My history with pre-eclampsia meant that I’d be having a third c-section, so we went to see Dr. Laura and get sorted out. I started blood pressure medicine that’s safe for pregnancy but otherwise not widely used because of the side effects (psychosis, depression, and anxiety were all listed on the bottle). I spent the last weeks in a haze, all too thankful when the scheduled date of the surgery came around.

I was scared. I tried to talk myself out of it, but there was this quiet, dark, fear underneath it all that I couldn’t shake. I felt on some level that I was going to die. In hindsight, it was almost certainly the medication, but I said good-bye to my children and my husband on the way to the hospital– all while secretly fearing I’d never make it out alive.

So imagine my surprise and relief when I survived! Tallulah was pulled, quite forcefully, from my abdomen, and I heard that tell-tale startled cry. Ah ha! Life! We’re all alive! It’s all okay! Thank god…

A moment later, they placed her on my chest, while they finished closing the incision.

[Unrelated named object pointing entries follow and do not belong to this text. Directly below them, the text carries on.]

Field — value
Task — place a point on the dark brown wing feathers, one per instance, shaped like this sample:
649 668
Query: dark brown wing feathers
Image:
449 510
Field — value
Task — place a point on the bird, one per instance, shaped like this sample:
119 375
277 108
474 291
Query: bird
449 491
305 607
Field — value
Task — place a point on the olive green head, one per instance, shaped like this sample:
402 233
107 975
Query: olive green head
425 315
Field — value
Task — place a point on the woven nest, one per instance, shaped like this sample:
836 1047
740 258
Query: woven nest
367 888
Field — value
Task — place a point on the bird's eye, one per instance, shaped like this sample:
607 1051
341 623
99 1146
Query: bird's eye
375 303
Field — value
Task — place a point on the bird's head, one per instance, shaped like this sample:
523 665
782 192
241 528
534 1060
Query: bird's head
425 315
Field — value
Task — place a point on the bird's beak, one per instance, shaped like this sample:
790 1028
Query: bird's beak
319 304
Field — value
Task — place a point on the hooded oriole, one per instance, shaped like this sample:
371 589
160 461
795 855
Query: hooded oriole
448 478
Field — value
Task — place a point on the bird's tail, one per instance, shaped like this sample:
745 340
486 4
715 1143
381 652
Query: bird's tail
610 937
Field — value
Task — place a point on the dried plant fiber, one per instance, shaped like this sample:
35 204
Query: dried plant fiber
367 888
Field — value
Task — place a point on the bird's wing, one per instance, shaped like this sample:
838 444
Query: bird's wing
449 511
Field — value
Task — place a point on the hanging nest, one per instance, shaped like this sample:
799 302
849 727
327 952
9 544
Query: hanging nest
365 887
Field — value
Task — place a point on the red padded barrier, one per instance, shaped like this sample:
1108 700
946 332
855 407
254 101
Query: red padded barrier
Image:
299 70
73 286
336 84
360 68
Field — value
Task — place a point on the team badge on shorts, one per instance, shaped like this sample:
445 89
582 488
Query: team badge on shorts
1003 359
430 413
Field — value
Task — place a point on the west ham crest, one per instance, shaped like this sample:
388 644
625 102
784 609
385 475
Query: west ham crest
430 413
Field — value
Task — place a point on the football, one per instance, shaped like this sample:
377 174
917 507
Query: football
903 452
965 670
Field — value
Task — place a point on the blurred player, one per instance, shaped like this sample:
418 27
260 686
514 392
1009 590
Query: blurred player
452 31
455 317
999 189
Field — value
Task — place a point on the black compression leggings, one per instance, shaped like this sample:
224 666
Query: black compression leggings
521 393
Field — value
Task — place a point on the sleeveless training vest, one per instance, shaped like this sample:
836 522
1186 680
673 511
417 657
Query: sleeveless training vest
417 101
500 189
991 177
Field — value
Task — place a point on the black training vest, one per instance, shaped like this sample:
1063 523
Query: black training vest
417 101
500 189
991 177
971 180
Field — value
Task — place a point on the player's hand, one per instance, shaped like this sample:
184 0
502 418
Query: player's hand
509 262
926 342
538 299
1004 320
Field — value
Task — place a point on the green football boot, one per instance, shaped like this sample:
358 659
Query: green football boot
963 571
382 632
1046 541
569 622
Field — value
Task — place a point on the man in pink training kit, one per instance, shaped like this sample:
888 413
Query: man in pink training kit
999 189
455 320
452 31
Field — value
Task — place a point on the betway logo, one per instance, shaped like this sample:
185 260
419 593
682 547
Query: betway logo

I just stared at her, happy, drowsy love washing over me, then Dr. Laura popped her head over the blue surgical curtain and told me that I had two huge fibroids (basically benign tumors) that were about the size of a six-month pregnancy. I laughed.

Here I was on my third birth, seven years since I was pregnant with my first child when I had all these high hopes about a natural birth and now I knew: I was never going into labor. It wasn’t in the cards for me. All that worrying! All that research about how to avoid c-sections! All those tears after Cole’s emergency c-section. And here I was with the benefit of hindsight to see that none of my pregnancies ended well – I had pregnancy induced hyper tension and pre-eclampsia all three times. All three babies refused to descend. Cole made it to 40 weeks and 5 days without moving down. Stella had the cord wrapped around her neck so tightly the surgeon struggled to untangle it. And my last baby, a planned c-section, wouldn’t have faired any better with two bowling ball sized tumors and the assistance of three doctors to safely navigate her out.

Drew took a photo of my belly post-baby, but before they bandaged me up. I wanted to see. There it was, a large bulge where the fibroid lived, filling up my uterus up to my belly button.

No wonder I thought I was having twins. No wonder the Braxton Hicks contractions hurt so much. No wonder I carried so high and so big. No wonder the doctor couldn’t find my six-week embryo, she was living in there with these massive fibroids!

After my first c-section, I cried. After my third, I laughed. I always wondered what it would be like to have kids and now my story had played out. In the end, I had three perfect babies. It was all a beautiful mess.

Welcome to the world, baby Tallulah. We’re so happy you’re here!